Sunday, August 26, 2012

The Great Fiscal Cliff of 2012-2013

Watch out for January 1, 2013 (just 127 days from today) when more than $1.6 trillion will be sucked out of the U.S. economy. The Bush tax cuts will end and the largest tax hikes in history, plus the largest spending cuts Washington has ever seen will take effect on New Years’ Day.

America will stand at the brink of a fiscal cliff so huge that it threatens to crush our economy and leave the stock market in smoking ruin. That would cause our already high unemployment rate to explode higher. This will drive millions of Americans into poverty.

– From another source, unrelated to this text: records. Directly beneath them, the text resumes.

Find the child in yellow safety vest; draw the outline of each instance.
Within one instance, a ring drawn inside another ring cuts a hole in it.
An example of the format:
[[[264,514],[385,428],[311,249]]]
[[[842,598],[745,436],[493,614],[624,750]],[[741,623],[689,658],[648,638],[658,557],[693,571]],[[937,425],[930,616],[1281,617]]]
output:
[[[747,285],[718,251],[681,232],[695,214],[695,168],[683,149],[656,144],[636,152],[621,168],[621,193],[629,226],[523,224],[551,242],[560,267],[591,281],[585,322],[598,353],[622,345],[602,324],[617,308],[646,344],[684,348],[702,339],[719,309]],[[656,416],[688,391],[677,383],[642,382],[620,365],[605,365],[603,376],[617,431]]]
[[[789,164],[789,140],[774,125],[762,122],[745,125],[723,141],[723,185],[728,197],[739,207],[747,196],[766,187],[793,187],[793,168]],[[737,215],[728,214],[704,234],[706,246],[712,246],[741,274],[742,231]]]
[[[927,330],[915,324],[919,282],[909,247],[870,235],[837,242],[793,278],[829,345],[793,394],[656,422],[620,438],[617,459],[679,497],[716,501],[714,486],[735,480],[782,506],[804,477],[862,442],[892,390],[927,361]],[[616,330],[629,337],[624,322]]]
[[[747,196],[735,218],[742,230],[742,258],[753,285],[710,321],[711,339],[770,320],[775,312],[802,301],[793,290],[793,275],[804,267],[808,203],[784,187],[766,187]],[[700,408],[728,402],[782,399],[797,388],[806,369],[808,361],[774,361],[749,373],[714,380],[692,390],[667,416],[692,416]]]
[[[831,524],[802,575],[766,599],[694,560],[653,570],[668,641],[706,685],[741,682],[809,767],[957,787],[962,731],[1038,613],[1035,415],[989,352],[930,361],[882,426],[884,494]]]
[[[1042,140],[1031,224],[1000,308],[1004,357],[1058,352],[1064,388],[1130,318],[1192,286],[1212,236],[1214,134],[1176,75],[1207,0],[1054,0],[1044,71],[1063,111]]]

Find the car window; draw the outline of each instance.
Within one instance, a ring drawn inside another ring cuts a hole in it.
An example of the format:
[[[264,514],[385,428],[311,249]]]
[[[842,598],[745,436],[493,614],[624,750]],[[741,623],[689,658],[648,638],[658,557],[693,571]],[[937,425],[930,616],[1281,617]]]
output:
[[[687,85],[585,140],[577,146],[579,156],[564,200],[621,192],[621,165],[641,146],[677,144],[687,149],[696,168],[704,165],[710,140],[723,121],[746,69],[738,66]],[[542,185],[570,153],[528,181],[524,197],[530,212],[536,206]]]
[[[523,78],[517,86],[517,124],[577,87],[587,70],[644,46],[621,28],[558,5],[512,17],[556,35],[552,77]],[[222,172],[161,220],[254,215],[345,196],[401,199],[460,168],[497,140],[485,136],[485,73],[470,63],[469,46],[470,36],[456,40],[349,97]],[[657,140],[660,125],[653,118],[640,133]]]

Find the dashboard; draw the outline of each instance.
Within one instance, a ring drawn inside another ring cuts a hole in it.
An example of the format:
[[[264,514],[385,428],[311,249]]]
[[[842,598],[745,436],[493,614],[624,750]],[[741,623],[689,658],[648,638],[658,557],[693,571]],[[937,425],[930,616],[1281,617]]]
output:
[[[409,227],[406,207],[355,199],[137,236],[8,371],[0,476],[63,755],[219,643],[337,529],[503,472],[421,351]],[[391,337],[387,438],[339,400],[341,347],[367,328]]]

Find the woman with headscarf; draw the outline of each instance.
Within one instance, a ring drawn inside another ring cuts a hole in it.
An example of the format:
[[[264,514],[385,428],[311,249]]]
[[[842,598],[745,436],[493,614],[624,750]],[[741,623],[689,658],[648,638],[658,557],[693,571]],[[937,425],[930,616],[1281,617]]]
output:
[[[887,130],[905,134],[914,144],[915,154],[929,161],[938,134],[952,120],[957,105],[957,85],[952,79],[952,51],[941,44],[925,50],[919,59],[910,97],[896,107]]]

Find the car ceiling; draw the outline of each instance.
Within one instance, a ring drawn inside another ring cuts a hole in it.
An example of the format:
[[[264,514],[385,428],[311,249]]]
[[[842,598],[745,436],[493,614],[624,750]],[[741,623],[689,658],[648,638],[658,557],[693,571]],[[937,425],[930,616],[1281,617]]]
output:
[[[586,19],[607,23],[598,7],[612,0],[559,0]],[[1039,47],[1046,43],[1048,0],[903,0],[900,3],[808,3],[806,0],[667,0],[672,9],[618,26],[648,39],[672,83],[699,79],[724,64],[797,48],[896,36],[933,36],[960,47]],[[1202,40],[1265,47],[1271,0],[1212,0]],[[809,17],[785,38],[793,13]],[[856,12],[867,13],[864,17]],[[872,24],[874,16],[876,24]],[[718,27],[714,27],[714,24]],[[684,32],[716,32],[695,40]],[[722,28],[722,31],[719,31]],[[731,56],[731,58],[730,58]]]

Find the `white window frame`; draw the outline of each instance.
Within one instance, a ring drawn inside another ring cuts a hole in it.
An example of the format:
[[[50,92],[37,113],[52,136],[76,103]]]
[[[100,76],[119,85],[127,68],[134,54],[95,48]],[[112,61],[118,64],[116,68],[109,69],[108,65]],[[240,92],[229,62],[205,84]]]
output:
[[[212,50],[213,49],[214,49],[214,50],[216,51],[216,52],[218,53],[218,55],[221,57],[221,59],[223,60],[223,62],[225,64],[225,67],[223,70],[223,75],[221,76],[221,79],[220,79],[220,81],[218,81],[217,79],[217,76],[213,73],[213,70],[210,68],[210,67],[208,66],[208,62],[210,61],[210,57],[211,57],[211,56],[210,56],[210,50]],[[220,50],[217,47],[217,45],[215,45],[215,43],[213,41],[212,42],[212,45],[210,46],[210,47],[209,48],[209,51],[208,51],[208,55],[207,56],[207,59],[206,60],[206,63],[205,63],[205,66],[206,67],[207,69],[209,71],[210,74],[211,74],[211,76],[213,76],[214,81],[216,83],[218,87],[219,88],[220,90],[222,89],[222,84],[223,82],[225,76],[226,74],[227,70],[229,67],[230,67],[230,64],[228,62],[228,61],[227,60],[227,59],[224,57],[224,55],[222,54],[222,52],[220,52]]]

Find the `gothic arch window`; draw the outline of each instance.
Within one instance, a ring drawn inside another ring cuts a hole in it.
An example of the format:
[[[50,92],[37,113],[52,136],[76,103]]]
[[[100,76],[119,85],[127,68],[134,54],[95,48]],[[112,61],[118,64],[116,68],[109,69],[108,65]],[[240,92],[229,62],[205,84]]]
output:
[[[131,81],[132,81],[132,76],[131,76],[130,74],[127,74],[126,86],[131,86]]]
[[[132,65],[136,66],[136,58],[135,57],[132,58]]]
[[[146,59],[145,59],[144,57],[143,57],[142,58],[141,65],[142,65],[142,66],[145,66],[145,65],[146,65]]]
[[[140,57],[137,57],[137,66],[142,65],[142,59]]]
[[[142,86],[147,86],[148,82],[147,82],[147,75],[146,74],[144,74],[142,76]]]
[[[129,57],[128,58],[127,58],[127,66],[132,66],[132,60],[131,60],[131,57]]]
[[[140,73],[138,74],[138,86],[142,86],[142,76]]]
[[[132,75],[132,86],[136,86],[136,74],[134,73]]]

The International Monetary Fund, the U.S. Congressional Budget Office, the Federal Reserve, the U.S. Department of Defense, JPMorgan Chase, Bank of America, and Goldman Sachs, plus armies of U.S. senators and congresspeople in both major parties and many leading economists all unanimously agree that this crisis could destroy what’s left of the economic recovery.  Another Great Depression would likely result.

Our hopelessly deadlocked Congress has failed to develop a plan to avert the crisis. Even if they delay some of the spending cuts and tax hikes, there is a potential problem looming that may make matters worse:

Nearly $1 TRILLION per year in fiscal and monetary stimulus will end.  Or will it? Fed Chairman Ben Bernanke has hinted that QE-3 may be on the way. Which means, the presses at the Fed could be printing more money which would devalue our dollar even further.

Although it is true that President Obama is not solely responsible for this mess we find ourselves in, he has failed to reverse or slow this trend.  Can we stand 4 more years of this kind of polices, or do we need a change?